The decline of parish boys’ choirs

A generation or two ago, many parish churches had boys’ choirs. They sang the psalms and canticles Sunday by Sunday, with adult men supporting the lower parts. Today, those choirs are rare. The typical parish choir is now made up of older women and a handful of men, carrying on faithfully but without children in the ranks.

The reasons are not hard to trace. Declining church attendance has shrunk the pool of children. Competing weekend activities — football, homework, screens — crowd out the hours once devoted to choir practice. Maintaining a boys’ line requires structure, discipline, and resources, and very few parishes can sustain it. What was once an ordinary feature of parish life has become the preserve of a few cathedrals and specialist schools.

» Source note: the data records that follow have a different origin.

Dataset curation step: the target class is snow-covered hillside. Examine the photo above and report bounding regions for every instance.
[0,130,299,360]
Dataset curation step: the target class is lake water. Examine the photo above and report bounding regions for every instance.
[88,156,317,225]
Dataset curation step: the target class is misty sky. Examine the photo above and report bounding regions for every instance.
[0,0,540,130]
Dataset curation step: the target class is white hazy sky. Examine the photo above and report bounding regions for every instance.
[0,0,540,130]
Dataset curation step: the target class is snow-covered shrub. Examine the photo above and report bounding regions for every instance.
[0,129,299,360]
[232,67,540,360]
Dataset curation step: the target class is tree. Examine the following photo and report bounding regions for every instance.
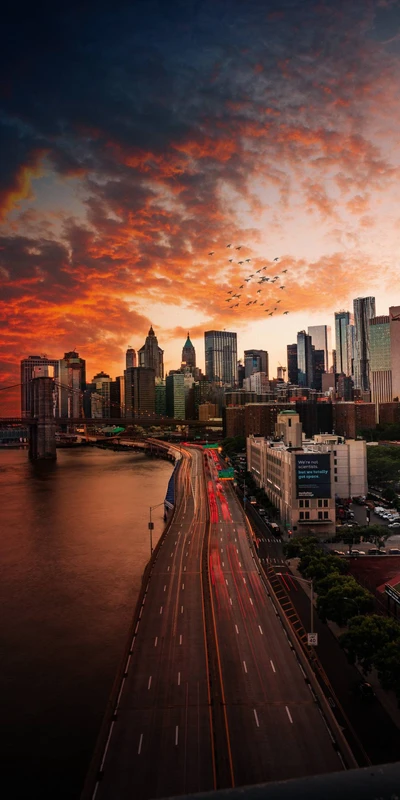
[340,614,400,672]
[317,575,374,625]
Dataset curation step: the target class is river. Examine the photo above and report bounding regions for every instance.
[0,448,172,800]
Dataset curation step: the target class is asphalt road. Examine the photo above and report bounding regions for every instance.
[95,449,215,800]
[206,454,342,786]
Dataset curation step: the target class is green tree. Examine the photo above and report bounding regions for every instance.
[340,614,400,672]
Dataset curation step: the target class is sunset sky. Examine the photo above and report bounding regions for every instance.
[0,0,400,414]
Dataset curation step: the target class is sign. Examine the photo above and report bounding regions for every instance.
[385,583,400,606]
[296,453,331,499]
[218,467,235,481]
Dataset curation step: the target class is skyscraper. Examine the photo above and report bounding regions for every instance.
[125,345,136,369]
[308,325,332,372]
[21,356,59,417]
[335,311,353,375]
[353,297,376,392]
[286,344,299,386]
[369,316,392,412]
[244,350,268,378]
[138,326,164,379]
[182,331,196,372]
[389,306,400,400]
[204,331,237,387]
[297,331,314,388]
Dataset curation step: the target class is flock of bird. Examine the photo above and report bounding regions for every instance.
[208,244,289,317]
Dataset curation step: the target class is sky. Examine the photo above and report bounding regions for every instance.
[0,0,400,415]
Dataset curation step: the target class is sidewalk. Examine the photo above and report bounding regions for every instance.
[287,558,400,730]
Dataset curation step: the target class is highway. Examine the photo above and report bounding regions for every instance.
[205,453,343,786]
[93,448,215,800]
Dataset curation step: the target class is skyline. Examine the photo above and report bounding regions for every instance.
[0,0,400,407]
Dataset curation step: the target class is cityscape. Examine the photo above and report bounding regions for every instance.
[0,0,400,800]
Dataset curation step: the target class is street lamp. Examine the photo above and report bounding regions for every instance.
[276,572,314,634]
[148,500,164,558]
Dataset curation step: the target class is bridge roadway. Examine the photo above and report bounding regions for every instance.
[93,448,342,800]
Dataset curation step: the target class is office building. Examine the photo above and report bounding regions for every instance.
[165,372,185,419]
[297,331,314,388]
[389,306,400,400]
[287,344,298,386]
[334,311,354,375]
[204,331,237,387]
[369,316,393,422]
[182,332,196,372]
[138,326,164,380]
[353,297,376,392]
[124,367,156,417]
[308,325,332,372]
[20,356,59,417]
[125,345,137,369]
[244,350,268,379]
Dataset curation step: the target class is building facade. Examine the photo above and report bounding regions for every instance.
[204,331,237,387]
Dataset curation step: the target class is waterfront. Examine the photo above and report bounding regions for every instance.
[0,448,172,800]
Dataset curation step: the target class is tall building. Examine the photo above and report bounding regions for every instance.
[125,345,137,369]
[204,331,237,387]
[20,356,59,417]
[182,331,196,372]
[165,372,185,419]
[287,344,299,386]
[353,297,376,392]
[124,367,156,417]
[335,311,353,375]
[369,316,393,420]
[58,350,86,419]
[389,306,400,400]
[138,326,164,380]
[297,331,314,388]
[244,350,268,379]
[308,325,332,372]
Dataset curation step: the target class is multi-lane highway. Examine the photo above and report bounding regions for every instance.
[91,448,343,800]
[95,449,215,800]
[206,455,343,786]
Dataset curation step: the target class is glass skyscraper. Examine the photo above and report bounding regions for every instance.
[204,331,237,387]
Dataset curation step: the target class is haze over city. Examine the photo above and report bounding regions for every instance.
[0,0,400,410]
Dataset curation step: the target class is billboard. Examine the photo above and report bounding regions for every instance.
[296,453,331,498]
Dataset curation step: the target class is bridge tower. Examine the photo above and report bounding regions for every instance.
[29,377,57,461]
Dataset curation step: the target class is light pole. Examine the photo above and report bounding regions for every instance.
[276,572,314,634]
[148,500,164,558]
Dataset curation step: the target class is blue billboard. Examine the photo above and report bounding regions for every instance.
[296,453,331,498]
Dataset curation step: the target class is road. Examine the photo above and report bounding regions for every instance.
[95,449,215,800]
[205,453,342,786]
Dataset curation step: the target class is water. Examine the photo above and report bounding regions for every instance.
[0,448,172,800]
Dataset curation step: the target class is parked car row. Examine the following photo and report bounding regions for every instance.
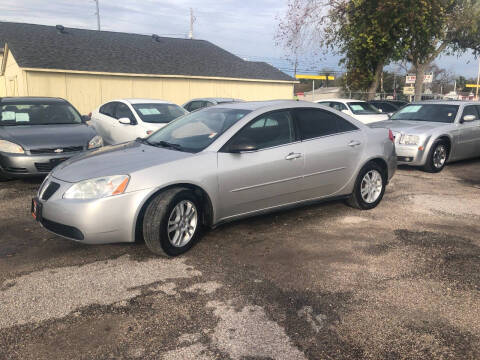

The result is sad: the disappearance of an environment where boys could learn music, discipline, teamwork, and confidence — all within the life of a local community.


Talent is equal; opportunity is not

Prizeman’s success with Libera demonstrates an important truth. Talent is equally distributed across society. It is not confined to the children of privilege. What differs is the opportunity to develop it. Middle-class families can often buy tuition, instruments, or school places that give their children a head start. But Prizeman showed that if you create the right conditions — skilled teaching, inspiring vision, and real chances to perform — talent will emerge from anywhere.

This is an argument not only about music but about education more broadly. If society is to be democratic in any serious sense, it must nurture the gifts of all its children, not just those with resources. Money can buy conformity — uniforms, examinations, safe mediocrity. But genuine talent requires patient cultivation and inspired leadership.

Prizeman gave that leadership. His legacy is not only the recordings of Libera but the example of how a parish choir, with imagination and care, can become a training ground for excellence. The wider challenge is whether schools and institutions today are willing to follow the same principle: to believe that talent is universal, and to build systems that bring it to light.

A final note: Libera, like the cathedral choirs it drew inspiration from, consisted only of boys. This was a matter of tradition rather than necessity. Musically, before puberty, there is little real difference in timbre between boys’ and girls’ voices. Many choirs have been enriched by admitting girls alongside boys, and others — such as the Cathedral Girls’ Choirs in Salisbury, Ely, and Durham — show that all-girls’ ensembles can achieve just as high a standard. The wider lesson of Robert Prizeman’s work therefore applies to both sexes: talent is widely shared, and the responsibility of schools and communities is to nurture it wherever it appears.